Sabemos de políticas auspiciadas por la ONU y financiadas por las grandes potencias para esterilizar a las africanas e instaurar el aborto gratuito en cada aldea
Sabemos de políticas auspiciadas por la ONU y financiadas por las grandes potencias para esterilizar a las africanas e instaurar el aborto gratuito en cada aldea, como no se cansa de denunciar una de la heroínas de nuestro tiempo, la nigeriana Obianuju Ekeocha.
A África la dejaron las potencias compuesta y con malaria, porque lo que había acabado con la plaga en el resto del planeta, el DDT, se consideró repentinamente nocivo para el equilibrio ecológico de allá, que es lo que realmente parece importarnos de allá.
África ha dado, discretamente, un salto de gigante en las últimas décadas.

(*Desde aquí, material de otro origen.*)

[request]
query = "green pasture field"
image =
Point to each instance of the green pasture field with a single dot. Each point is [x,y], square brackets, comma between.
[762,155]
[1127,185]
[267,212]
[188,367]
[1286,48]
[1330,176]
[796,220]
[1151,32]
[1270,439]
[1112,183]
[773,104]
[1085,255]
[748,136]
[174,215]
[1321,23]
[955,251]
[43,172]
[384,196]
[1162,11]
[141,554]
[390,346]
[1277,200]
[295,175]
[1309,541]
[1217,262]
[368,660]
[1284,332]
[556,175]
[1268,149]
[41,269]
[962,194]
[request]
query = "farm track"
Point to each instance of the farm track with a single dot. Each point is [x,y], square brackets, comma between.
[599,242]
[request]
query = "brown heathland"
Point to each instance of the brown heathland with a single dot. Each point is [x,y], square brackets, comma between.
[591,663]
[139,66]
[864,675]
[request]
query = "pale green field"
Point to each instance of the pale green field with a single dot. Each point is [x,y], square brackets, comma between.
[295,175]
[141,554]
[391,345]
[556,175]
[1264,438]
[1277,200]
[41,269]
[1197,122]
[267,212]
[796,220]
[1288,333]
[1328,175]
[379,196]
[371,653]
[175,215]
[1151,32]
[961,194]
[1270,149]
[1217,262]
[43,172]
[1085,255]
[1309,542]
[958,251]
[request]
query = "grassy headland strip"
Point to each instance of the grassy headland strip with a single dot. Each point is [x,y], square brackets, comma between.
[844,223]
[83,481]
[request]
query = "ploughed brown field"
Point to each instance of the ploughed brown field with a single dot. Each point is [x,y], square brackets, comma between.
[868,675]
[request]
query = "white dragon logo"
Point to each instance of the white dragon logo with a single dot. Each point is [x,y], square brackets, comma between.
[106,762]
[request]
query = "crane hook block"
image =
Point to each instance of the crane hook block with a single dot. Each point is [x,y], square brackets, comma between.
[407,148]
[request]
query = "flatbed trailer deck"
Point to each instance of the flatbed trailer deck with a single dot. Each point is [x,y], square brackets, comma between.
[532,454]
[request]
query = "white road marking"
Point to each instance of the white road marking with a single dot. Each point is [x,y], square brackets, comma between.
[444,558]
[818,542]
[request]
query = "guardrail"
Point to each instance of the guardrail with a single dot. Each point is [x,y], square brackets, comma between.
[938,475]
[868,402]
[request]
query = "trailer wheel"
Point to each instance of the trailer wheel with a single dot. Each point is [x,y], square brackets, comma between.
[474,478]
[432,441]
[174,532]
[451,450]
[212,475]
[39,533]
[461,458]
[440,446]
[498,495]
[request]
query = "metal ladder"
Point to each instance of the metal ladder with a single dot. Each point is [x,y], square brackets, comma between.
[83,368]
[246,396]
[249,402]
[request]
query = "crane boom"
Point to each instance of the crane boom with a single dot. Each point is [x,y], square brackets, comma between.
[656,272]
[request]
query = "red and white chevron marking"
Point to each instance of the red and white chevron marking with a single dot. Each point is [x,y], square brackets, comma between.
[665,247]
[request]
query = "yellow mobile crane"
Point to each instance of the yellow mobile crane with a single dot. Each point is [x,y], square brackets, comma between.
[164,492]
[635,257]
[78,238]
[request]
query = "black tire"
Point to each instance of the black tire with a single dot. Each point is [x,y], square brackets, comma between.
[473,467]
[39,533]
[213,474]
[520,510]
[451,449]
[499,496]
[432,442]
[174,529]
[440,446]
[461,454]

Los Idi Amín y los Bokassa que en mi adolescencia parecían una especie endémica han dado paso a regímenes más avanzados, a democracias más asentadas, y las hambrunas han dejado de ser, en la mayoría de los países, un azote excepcional en lugar de una ocurrencia constante.

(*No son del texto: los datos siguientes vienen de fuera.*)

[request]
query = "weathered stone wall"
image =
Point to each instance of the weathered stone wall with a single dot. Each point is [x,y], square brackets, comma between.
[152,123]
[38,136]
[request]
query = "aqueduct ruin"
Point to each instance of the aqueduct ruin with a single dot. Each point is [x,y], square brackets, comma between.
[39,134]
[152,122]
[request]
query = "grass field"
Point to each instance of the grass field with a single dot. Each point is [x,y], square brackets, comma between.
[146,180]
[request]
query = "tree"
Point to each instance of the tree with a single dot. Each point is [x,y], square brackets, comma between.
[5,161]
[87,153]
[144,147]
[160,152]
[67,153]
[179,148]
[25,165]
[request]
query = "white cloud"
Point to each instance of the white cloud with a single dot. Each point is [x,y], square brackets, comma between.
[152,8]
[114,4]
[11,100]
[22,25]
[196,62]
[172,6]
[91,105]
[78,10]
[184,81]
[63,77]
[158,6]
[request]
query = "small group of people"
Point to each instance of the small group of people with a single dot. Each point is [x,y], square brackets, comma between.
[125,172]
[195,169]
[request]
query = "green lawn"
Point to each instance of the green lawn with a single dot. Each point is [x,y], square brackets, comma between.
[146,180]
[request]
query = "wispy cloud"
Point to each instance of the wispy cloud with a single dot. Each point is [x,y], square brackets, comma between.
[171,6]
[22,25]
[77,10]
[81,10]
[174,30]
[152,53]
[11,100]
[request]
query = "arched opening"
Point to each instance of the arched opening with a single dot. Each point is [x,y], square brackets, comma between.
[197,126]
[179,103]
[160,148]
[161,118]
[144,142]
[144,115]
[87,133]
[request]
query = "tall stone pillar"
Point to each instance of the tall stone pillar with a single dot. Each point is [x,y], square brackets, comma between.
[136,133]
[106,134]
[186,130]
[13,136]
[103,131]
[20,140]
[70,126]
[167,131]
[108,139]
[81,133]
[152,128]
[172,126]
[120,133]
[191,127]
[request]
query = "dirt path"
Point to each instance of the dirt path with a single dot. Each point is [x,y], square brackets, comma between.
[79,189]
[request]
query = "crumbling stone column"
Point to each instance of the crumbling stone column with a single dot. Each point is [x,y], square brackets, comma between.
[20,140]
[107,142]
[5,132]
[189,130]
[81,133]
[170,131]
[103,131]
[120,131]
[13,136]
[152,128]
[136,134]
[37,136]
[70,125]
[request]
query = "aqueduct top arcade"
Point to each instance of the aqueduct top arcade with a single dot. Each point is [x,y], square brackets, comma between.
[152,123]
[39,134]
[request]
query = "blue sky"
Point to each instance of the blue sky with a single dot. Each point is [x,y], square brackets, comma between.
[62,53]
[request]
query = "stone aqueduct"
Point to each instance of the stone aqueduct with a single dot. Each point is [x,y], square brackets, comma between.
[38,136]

Pero cuando África empieza a salir del agujero, cuando hace amago de dejar de ser el continente maldito, los supremacistas inconscientes descubren, frunciendo el ceño, de que eso significa más africanos y, por tanto, la posibilidad real de que se les arruine el parque de atracciones.
Y eso, no, que para miles de blancos que hablan con la voz del Príncipe Guillermo, un león valdrá siempre por muchos ‘negritos’.